Honestly, I never thought I'd taste a difference -- my palate isn't all that discriminating and I'm not drawn to high-brow food or anything like that. I gotta figure that if I consider Kraft American singles to be pretty tasty cheese, then it's not like I can claim to only want the finer foods in life.  But - surprisingly - there is quite a difference.  I suspect that if you catch your local supermarket just at the right time with the right cut of meat, it could be as good, but I haven't had anything from Whole Foods or Wallace Farms that I even thought was just average, much less subpar. And that's certainly happened more than once with supermarket meat.

Is it worth all the extra money?  Maybe.  Maybe not?  I suppose it depends on your budget and beliefs and the availability of choice in your neighborhood and even whether it's something that you think tastes better than the supermarket alternative.  For me, I'm convinced that this is something I want to add into my lifestyle.  It means that I don't buy as much meat, but what I do have, I thoroughly enjoy.  And one bonus for me -- because of the cost, I will *never* let it go bad and not use it.  I'm notorious for buying food and letting it go bad sitting in the fridge, sadly waiting for me to do something with it, but when I'm paying sometimes as much as double the cost for a cut of meat, you can bet that I'll be going all Julia Childs on it. 

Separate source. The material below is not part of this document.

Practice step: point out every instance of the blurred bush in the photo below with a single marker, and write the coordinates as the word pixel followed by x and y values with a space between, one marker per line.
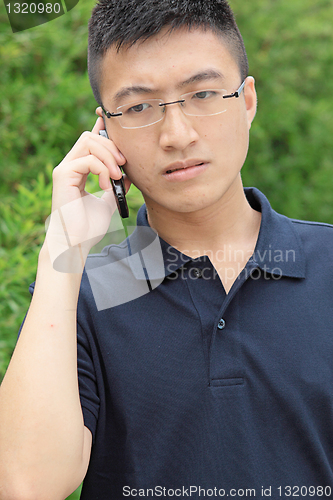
pixel 290 49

So, what started out as me getting on a moral high horse, ended with me simply opting to pay more for something that I think tastes better, morals be damned.  It's a happy coincidence that both my morals and my taste buds like the same thing. 


Thursday, January 9, 2014

Strike a pose/Vogue

The other day my lesson for the day brought up the idea of scheduling a professional photo shoot at the end of May for my final photo submission.

Um, yea.  Let that sink in for a moment.  Professional photo shoot.

My first reaction was "la la la la I can't hear you LA LA LA LA" ... as I ran away from the computer.

My second reaction was pretty much a repeat of my first.  As was the third and fourth reaction.

By the fifth reaction, I was able to at least read the entire article -- progress. 

I haven't been swayed, but I'm willing to keep the book open on the suggestion and give myself a little more time to mull it over.

See, if in 5 months I've hit all my goals, then a photo shoot could be pretty awesome. But it goes without saying that if I don't make the progress that I'm happy with, a photo shoot could be emotionally difficult to deal with.

The problem is that I should be confident that I'll look the way I want by May 31st.  I'm doing the right things, I'm making the healthy decisions, the outcomes should follow.  But there's still that voice in my head that doesn't believe that I can do this.  THAT'S what I need to work on -- that voice.  Ironically, the voice that says I can't do this is the one thing that could actually keep me from being successful.

I understand the importance of living the dream -- that you become the reality that you envision.  And I completely get how negative thinking can derail progress.  That any seed of doubt can be my undoing.  But that doesn't stop the voice and the pit-of-my-stomach feeling that I'm going to fail.  The "why bother?" voice that tells me that I shouldn't get my expectations up.

So, the photo shoot?  That's one thing.  What I really need to work on is the fact that there's a part of me that doesn't think I'll ever be ready for a photo shoot.